Dexter Goldberg Trio

Tell Me Something New

Dexter Goldberg, piano. Bertrand Beruard, contrebasse. Kevin Lucchetti, batterie

Label / Distribution : Jazz&People

Voilà un trio qui n’a rien de circonstanciel. Ses membres se sont rencontrés en 2014 et le groupe a commencé à forger son identité lors d’une résidence d’une semaine dans le cadre du « Fresh Sound » de Jazz à L’Étage en 2015. Depuis, ils ne se sont plus quittés, répétant beaucoup et saisissant toutes les occasions de se produire en public.

Contrairement à beaucoup de ses contemporains, Dexter Goldberg (piano et compositions) n’a pas effectué un long cursus en musique classique au conservatoire. Tout enfant déjà, son univers c’est le jazz. Avec une mère professeur de piano et un père saxophoniste professionnel, le jeune Dexter s’est surtout montré attiré par les percussions qu’il a pratiquées jusqu’à seize ans. Ce n’est que l’année suivante qu’il commencera vraiment le piano, en autodidacte. Six ans plus tard, il entre néanmoins au CNSM de Paris où il suit les cours d’Hervé Sellin, Pierre De Bethmann, Dré Paellmaerts et François Théberge. Il y obtient son prix avec mention Très Bien en 2014.
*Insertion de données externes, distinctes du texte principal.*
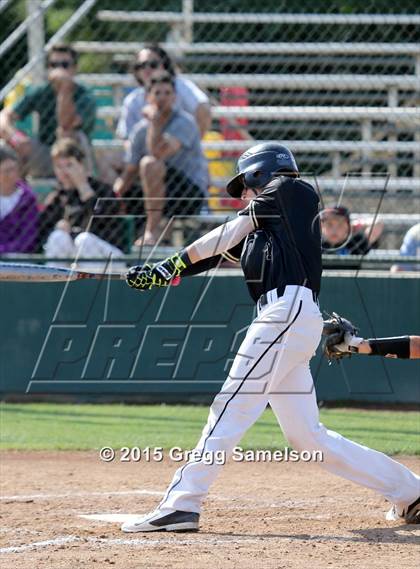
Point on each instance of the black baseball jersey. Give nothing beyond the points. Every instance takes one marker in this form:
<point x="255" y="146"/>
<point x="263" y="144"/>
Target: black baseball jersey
<point x="285" y="248"/>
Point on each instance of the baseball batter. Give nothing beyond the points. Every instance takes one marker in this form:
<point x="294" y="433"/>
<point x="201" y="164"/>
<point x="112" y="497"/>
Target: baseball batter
<point x="277" y="237"/>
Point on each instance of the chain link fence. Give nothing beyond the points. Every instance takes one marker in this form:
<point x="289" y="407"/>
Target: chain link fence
<point x="336" y="82"/>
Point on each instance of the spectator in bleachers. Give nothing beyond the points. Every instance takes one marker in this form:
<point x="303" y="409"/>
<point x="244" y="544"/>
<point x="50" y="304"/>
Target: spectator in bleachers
<point x="18" y="208"/>
<point x="65" y="109"/>
<point x="189" y="97"/>
<point x="340" y="237"/>
<point x="78" y="218"/>
<point x="410" y="248"/>
<point x="165" y="151"/>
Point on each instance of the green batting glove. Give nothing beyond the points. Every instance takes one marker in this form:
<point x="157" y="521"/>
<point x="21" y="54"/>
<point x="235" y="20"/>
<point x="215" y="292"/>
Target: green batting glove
<point x="160" y="275"/>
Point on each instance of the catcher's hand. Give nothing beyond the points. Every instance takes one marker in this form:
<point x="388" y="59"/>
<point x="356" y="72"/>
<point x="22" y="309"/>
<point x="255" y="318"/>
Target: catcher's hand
<point x="162" y="274"/>
<point x="340" y="335"/>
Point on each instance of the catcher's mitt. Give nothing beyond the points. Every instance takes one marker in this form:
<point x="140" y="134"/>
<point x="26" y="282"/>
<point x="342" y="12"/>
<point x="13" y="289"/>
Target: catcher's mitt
<point x="339" y="334"/>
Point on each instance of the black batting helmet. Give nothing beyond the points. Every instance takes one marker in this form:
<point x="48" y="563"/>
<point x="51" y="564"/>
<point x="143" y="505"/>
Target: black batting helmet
<point x="259" y="164"/>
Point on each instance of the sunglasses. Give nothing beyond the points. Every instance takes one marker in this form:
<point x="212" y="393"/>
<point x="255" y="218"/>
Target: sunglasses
<point x="63" y="64"/>
<point x="147" y="65"/>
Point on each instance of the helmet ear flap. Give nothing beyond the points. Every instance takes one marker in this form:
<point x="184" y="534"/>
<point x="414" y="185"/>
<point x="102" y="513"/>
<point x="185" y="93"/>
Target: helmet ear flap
<point x="255" y="179"/>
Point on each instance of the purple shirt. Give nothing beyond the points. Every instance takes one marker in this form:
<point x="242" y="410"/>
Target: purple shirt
<point x="19" y="229"/>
Son premier album sous son nom, Tell Me Something New (Jazz&people, 2018) ne contient que des compositions originales, neuf en tout, dues à la plume de Dexter Goldman. Prétention, présomption, chez un trentenaire, dira-t-on ! Et on aura tort. Ce disque manifeste une réelle maîtrise et révèle un style tout personnel. Ici, pas de bavardage, de babillage facile, chaque titre a sa nécessité et apporte sa contribution à l’édifice commun. Sur scène, Dexter Goldberg respire la joie profonde de jouer. A l’écoute, cela se traduit par des mélodies très aériennes, comme dans « Tell Me Something New », le titre éponyme qui commence l’album. On croit voir les longues mains du pianiste virevolter au-dessus des touches dans un dialogue très riche avec Kevin Lucchetti à la batterie. Le climat est identique dans « I’ll Be O.K. », tantôt intime tantôt plus ample, qui se distingue aussi par un mariage des timbres qui souligne la richesse de l’écriture.
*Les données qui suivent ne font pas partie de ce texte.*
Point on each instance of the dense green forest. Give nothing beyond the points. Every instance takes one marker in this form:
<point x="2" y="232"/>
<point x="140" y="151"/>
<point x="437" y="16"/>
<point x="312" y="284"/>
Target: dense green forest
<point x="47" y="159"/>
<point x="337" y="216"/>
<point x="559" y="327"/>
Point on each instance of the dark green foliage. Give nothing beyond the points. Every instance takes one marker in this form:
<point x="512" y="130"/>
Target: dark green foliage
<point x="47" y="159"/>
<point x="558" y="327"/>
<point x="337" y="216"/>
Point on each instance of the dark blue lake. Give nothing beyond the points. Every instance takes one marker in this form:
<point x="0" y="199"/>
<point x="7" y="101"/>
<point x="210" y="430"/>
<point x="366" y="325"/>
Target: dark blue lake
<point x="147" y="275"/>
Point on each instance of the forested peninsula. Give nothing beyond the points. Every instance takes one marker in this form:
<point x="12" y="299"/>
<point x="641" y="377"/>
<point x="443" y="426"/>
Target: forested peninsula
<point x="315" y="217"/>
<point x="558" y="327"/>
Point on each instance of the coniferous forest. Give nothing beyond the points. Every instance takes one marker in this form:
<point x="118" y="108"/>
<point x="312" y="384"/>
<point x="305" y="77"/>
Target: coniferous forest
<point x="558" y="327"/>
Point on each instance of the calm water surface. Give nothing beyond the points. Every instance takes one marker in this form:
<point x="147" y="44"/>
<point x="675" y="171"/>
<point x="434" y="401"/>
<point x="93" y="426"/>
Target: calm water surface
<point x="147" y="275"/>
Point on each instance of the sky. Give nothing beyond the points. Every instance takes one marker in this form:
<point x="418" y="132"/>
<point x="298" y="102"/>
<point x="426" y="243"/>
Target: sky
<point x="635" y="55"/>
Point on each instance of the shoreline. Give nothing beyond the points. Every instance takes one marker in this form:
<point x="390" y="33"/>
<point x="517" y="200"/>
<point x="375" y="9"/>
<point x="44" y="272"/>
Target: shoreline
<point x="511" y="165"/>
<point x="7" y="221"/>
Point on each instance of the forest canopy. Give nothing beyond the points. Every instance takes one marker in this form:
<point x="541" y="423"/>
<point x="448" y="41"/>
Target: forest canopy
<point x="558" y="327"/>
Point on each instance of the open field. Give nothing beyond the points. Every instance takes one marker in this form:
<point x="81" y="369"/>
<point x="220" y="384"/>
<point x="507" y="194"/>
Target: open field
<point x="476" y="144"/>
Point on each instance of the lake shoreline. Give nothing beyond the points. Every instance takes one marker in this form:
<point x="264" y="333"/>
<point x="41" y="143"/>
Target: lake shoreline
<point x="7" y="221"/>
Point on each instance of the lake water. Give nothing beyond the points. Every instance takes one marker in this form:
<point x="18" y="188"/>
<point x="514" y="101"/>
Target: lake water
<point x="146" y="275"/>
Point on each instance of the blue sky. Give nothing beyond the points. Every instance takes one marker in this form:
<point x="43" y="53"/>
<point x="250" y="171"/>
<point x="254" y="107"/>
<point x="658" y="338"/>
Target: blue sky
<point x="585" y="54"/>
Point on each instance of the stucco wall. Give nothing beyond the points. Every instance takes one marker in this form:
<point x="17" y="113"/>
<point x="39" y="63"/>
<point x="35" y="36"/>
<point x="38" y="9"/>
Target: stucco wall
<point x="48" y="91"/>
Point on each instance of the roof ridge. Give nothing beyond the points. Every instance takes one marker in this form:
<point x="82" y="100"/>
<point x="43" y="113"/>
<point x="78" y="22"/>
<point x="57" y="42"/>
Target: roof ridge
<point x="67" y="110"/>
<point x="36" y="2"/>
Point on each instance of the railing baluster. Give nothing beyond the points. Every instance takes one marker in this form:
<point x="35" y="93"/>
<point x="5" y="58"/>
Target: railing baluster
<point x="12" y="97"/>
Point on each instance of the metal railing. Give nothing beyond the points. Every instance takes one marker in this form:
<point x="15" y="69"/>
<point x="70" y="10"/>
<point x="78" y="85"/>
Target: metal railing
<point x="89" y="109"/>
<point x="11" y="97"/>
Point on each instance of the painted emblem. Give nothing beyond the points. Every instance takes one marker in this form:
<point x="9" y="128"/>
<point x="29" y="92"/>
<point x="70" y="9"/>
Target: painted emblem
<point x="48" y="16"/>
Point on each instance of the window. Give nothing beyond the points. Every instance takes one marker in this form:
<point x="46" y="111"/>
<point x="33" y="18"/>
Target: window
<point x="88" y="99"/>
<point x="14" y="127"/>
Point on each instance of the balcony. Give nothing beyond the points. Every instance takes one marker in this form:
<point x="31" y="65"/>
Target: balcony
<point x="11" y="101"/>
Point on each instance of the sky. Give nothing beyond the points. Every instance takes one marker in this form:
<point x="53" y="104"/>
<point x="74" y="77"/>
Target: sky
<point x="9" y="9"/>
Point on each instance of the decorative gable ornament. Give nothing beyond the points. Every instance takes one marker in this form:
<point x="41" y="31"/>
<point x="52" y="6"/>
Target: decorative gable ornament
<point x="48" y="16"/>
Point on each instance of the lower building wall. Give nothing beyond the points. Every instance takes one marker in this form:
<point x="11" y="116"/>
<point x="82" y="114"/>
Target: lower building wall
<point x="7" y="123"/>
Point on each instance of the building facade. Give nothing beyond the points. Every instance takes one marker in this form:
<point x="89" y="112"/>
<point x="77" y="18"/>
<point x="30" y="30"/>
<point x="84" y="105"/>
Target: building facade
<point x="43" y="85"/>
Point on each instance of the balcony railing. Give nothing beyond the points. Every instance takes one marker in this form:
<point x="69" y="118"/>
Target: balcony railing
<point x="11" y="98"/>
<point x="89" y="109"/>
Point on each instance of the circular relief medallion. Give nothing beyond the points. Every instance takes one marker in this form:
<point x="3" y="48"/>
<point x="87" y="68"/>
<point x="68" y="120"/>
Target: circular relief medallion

Outre la qualité des mélodies et la richesse harmonique, Tell Me Something New brille aussi par son invention rythmique. Héritage de son passé de percussionniste, sans doute, Dexter Goldberg adore les rythmes complexes et atypiques. Pas pour faire de l’esbroufe : ses trouvailles sont utilisées avec discrétion. Mais la variété rythmique qu’il propose se marie parfaitement avec un autre aspect de sa musique, le côté visuel. « RER B » est emblématique de ce côté cinématographique qu’on retrouve chez beaucoup de jeunes musiciens. L’inconfort et le malaise qui caractérisent parfois les transports franciliens sont parfaitement évoqués dans des sortes de saynètes très rythmées. Dans « Rainbow » on évoque la torpeur d’avant l’orage, le tonnerre, la pluie et le retour au calme. Parallèlement, contrebasse, Bertrand Beruard, et batterie nous installent dans un étrange climat.

Quels que soient ses choix harmoniques, mélodiques ou rythmiques ce qui sous-tend la musique de Dexter Goldberg, c’est une incessante pulsation qu’il appelle le swing. Un don qu’il prétend lui être congénital. Il faudrait aussi parler de l’humour, ce raffinement de l’intelligence, qui s’affiche partout dans cet album. Il se manifeste dans un titre comme « A Chord Into Me » (on aura remarqué le jeu de mots) mais aussi dans les nombreuses ruptures qui parsèment les différents titres, dans les « contre-pieds » imaginés par l’un ou l’autre des musiciens. Tell Me Something New est la révélation au grand public d’un pianiste à la riche personnalité, c’est aussi la manifestation d’un trio déjà solide que l’on souhaite voué à une grande longévité afin d’ajouter l’expérience au talent.